SKorean team leaves for NKorea talks
SKOREA: A South Korean delegation headed to North Korea Wednesday for
talks on resuming reunions of separated families, amid signs of a thaw
in cross-border ties.
A three-member Red Cross delegation will meet their North Korean
counterparts for three days at the Mount Kumgang resort to arrange a new
round of reunions after a two-year break.
Tens of thousands of families have been separated by barbed wire and
minefields since the 1950-53 Korean War.
There are no civilian mail or phone services between the two
countries, which remain technically at war in the absence of a peace
treaty.
"Many people are looking forward to reunions with their families
north of the border," delegation head Kim Young-Chol told journalists.
"We will try to have as many people as possible included in the
reunions this time." The programme began in earnest after a historic
inter-Korean summit in 2000.
Since then the two sides have held 16 rounds of face-to-face
temporary reunions and seven rounds of video exchanges.
More than 16,000 Koreans were allowed face-to-face meetings while
thousands of others communicated through video.

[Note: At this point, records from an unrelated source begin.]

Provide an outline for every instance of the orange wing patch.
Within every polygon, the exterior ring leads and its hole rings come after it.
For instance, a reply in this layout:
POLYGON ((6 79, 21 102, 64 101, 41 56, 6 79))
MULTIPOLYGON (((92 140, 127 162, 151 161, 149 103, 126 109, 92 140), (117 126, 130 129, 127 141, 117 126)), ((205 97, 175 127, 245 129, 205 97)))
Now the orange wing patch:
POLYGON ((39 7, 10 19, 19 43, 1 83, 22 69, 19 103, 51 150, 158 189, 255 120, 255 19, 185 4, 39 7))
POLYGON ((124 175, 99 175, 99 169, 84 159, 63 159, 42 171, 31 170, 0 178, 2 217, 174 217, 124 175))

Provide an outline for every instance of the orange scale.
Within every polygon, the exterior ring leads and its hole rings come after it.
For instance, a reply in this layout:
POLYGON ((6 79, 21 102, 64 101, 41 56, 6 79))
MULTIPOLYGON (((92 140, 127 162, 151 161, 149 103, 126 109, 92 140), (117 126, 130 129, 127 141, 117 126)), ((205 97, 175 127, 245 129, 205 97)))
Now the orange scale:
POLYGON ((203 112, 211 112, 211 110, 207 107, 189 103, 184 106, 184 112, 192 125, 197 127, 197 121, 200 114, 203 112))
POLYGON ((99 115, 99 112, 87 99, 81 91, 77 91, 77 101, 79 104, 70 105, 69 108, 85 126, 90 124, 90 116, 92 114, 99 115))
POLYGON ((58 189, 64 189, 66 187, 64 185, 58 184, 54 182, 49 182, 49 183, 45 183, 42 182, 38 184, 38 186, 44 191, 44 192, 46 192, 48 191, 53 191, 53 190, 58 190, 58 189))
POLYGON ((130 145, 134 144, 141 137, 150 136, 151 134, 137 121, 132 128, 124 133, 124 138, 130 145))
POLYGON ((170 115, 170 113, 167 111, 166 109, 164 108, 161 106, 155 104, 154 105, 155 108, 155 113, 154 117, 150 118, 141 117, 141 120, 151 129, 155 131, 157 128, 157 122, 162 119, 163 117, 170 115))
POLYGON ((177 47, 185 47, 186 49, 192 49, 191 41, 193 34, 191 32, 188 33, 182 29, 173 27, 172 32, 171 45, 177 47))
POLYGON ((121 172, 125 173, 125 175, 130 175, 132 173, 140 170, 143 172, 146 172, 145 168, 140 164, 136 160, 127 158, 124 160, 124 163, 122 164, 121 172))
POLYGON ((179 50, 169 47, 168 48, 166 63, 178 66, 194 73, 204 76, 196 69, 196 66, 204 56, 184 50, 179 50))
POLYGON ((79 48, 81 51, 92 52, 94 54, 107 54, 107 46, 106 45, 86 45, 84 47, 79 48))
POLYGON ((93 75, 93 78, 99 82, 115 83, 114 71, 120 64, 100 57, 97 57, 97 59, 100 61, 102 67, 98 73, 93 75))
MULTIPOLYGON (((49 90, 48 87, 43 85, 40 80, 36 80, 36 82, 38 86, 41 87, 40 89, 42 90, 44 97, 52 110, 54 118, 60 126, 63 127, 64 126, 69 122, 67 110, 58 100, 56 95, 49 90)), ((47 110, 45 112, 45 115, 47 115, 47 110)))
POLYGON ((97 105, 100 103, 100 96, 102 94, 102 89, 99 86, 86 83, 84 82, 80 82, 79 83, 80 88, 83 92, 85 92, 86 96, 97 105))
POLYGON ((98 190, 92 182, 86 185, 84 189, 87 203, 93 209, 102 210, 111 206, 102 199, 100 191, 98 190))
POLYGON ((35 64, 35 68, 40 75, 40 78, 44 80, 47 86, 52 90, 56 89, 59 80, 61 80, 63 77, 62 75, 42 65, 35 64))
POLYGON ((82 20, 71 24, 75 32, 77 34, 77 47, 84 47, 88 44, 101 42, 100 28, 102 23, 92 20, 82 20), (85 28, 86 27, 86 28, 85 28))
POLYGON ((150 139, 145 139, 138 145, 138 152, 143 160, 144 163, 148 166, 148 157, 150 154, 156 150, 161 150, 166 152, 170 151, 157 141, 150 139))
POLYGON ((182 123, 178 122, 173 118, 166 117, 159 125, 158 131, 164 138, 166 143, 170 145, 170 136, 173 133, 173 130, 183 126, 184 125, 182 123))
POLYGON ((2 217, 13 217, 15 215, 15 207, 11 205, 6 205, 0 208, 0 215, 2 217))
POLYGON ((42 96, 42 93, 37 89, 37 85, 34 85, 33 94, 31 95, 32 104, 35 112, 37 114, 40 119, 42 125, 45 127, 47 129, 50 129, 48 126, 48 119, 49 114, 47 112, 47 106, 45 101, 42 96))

However, about 600,000 South Koreans alone are believed to have
relatives in North Korea. Many are dying without ever meeting family
members.
The last event was in October 2007. The programme was shelved as ties
worsened between Pyongyang and a conservative government that took
office in Seoul in February 2008.
The communist country has made a series of peacemaking gestures this
month.
Leader Kim Jong-Il and a visiting Seoul business chief agreed
reunions should resume around the Korean Thanksgiving holiday on October
3. They also agreed to restart tourism programmes to the North by South
Koreans.
Last weekend Kim sent envoys to Seoul to mourn former president Kim
Dae-Jung and hold talks with President Lee Myung-Bak.